Александр Воронков и Аркадий переглянулись. Он здесь.

– Зайдем с двух сторон. Неподалеку есть яхт-клуб, могу задействовать их охрану, – сказал Воронков, но Аркадий покачал головой.

– Он может быть вооружен. И может быть не один. Нужно действовать быстро. И еще – нужны профессионалы. Чтобы без вариантов, без осложнений. Молниеносно.

– Мы не можем ждать. Здесь была лодка, я вспомнил! Она была привязана к причалу! – закричал Максим. Воронков обернулся и посмотрел на Максима так, словно забыл о нем. – Нужно взять лодку.

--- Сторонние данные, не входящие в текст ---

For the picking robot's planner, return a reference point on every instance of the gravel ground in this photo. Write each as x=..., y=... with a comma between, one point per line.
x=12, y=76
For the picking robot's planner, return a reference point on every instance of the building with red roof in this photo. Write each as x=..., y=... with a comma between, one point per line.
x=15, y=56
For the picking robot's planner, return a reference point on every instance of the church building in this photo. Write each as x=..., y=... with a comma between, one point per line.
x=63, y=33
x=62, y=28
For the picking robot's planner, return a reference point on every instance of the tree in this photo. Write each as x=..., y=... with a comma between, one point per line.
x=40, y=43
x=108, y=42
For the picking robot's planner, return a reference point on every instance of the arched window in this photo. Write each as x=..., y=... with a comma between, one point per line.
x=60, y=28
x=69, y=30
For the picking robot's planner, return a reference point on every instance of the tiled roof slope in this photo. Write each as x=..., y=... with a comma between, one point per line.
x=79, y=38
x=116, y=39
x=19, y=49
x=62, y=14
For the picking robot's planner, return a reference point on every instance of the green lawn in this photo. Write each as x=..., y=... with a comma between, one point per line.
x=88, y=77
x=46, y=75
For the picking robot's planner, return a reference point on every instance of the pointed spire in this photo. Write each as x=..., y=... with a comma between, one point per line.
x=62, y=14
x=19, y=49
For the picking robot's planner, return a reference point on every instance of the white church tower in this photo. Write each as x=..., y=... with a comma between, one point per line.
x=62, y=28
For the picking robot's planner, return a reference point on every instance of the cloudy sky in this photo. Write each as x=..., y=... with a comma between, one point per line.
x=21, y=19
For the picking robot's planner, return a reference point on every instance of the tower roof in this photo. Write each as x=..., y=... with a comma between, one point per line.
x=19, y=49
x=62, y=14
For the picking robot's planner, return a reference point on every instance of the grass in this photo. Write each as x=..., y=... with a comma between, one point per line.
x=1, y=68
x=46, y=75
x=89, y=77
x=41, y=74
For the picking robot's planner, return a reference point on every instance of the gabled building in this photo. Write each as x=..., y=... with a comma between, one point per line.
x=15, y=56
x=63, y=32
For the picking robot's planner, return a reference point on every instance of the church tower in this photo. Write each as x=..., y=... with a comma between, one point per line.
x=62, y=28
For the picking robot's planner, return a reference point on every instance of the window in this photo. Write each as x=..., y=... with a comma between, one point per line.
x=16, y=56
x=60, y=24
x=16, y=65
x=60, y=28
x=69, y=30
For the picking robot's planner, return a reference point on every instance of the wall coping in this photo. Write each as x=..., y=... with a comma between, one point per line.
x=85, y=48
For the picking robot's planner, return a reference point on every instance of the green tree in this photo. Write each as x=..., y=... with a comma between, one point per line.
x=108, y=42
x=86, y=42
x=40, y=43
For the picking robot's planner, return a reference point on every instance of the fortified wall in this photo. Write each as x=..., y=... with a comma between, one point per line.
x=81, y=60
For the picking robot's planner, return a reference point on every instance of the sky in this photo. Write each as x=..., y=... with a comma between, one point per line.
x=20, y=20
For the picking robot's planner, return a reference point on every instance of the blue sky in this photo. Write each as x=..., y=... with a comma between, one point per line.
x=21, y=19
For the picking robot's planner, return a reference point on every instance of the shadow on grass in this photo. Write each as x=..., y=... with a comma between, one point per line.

– Яхта идет без огней, движется странно, очень медленно. Кто знает, сможем ли мы к ней подобраться. Он может начать стрелять, – предположил Аркадий. Идея, что Максим приблизится к своему отцу, ему не нравилась. Он, Аркадий, всю жизнь защищал Максима. А родной отец чуть не убил его.

Но мальчик вырос. Мальчика больше нет. Сильный мужчина бежит к причалу. Лодки там нет, ее давным-давно убрали из воды в сарай, но достать ее – минутное дело.

Далеко ли на ней можно дойти?

Лодка была старой, скрипела, рассыпалась по швам. Плохо. Максиму наплевать, он уже спускает ее на воду.

– Он явно что-то высматривает, ждет, – пробормотал Воронков. – Он увидит нас.

– Мне все равно, – бросил Максим, вставляя весла в уключины. – Я могу пойти один. Я могу пойти вплавь, если уж на то пошло.

– Прекрати, Максим. Не сходи с ума.

– Да? Я и не собираюсь. Я никогда в жизни не мыслил так нормально. Аркадий, останься на берегу. Вызови подмогу с воздуха. Вызовите силовиков.

Максим запрыгнул в лодку и уже собрался оттолкнуться от берега, когда в лодку забрался Аркадий. Он ответил Максиму только пристальным взглядом и наклонился, чтобы проверить крепление весел. Следом за ним в лодку ступил Александр Воронков.

– Нет, – покачал головой Максим.

– Это моя дочь. И это – моя лодка, – повел плечами Александр, прошел на нос, уселся на старой перекладине, достал из кармана пистолет и принялся проверять заряд. Максим пожал плечами и оттолкнул лодку от берега.

Течение подхватило их и понесло вниз по реке. Течение здесь было сильным, мощным. Оно играло им на руку, и расстояние до странно неживой белоснежной яхты сокращалось с каждым взмахом весел. Все молчали. Были слышны только всплески воды.

Он может увидеть их и выстрелить еще до того, как им удастся приблизиться к корпусу яхты, но это никого не волновало. Трое мужчин сидели в лодке и молчали. Каждого из них на эту лодку привела своя история, и, возможно, каждый из них сейчас вспоминал о том, что для него самое важное.